Quizás a todo ello se deba el descenso en la confianza de los ciudadanos respecto de quienes les informan. Pero ¿Cómo recuperarla? La respuesta parece fácil y obvia, haciendo buen periodismo, ese que bebe en las bases de la reportería presencial, la verificación antes que nada y después de todo, la opción preferencia por los hechos antes que, por las declaraciones, el apego a la realidad, la independencia de conciencia y la perspectiva de contra poder. Un periodismo por el que valga la pena pagar, si es necesario, para garantizar su supervivencia. Ejemplos que hablan de la resurrección de ese buen periodismo comienzan a abundar: el New York times, el Washington Post, CNN, The New Yorker.

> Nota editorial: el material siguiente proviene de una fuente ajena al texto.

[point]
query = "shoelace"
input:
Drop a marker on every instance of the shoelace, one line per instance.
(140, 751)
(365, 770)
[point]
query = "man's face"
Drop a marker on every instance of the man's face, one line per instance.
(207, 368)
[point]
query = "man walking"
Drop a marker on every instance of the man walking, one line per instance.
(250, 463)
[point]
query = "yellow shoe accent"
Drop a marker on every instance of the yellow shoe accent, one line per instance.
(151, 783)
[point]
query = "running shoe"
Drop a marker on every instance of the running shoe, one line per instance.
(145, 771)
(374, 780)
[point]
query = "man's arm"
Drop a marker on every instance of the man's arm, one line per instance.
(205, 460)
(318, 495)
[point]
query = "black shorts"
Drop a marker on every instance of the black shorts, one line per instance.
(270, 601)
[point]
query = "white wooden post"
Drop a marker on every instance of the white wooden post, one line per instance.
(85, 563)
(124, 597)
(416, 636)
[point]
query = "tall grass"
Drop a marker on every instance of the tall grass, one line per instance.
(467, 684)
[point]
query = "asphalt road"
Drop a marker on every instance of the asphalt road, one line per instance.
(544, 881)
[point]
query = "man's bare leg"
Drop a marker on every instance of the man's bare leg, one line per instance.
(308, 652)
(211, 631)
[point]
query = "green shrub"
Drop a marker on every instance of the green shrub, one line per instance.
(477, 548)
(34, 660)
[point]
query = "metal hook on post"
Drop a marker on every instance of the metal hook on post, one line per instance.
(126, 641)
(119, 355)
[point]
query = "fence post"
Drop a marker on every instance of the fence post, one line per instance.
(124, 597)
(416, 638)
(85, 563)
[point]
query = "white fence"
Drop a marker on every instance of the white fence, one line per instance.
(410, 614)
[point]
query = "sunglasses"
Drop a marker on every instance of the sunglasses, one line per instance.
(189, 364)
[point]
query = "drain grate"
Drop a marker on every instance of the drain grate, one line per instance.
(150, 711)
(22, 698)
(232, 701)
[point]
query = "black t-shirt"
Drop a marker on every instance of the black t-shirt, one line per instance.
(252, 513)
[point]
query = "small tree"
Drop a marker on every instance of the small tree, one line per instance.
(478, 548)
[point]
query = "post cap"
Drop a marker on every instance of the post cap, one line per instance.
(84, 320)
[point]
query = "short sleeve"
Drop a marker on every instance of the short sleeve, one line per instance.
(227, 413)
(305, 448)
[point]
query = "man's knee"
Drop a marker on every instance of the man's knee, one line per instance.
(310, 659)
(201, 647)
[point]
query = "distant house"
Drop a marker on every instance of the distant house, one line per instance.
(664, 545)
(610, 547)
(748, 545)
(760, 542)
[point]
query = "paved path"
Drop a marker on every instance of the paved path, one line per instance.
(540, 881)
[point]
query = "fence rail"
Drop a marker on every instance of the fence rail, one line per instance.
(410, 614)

Sí, un periodismo menos dicotómico y menos cuadriculado; que, como dice la profesora Adela Cortina, apueste menos a los juegos de suma negativa, de esto o aquello, y más a los juegos de suma positiva, de esto y aquello; que no presente el contraste como lucha a muerte de las versiones presentadas, que no mire en blanco y negro la vasta amalgama de puntos de vista de cada suceso, que se salga de la cuadratura de vencedores y vencidos. Pero también, un periodismo más constructivo, como está en boga en muchas latitudes, un periodismo crítico que exponga los problemas, pero que también ayude a visibilizar las soluciones.

Pero también, y por todo eso, hoy son más necesarios que nunca los medios de comunicación y periodistas fieles a su función democrática, a su responsabilidad ética y sus compromisos morales de autonomía, independencia y conciencia crítica, sobre la base de la honestidad, que son indelebles e invulnerables, no obstante, los necesarios acoples y ajustes a tono con la época, frente a las crisis, los cambios y las revoluciones culturales.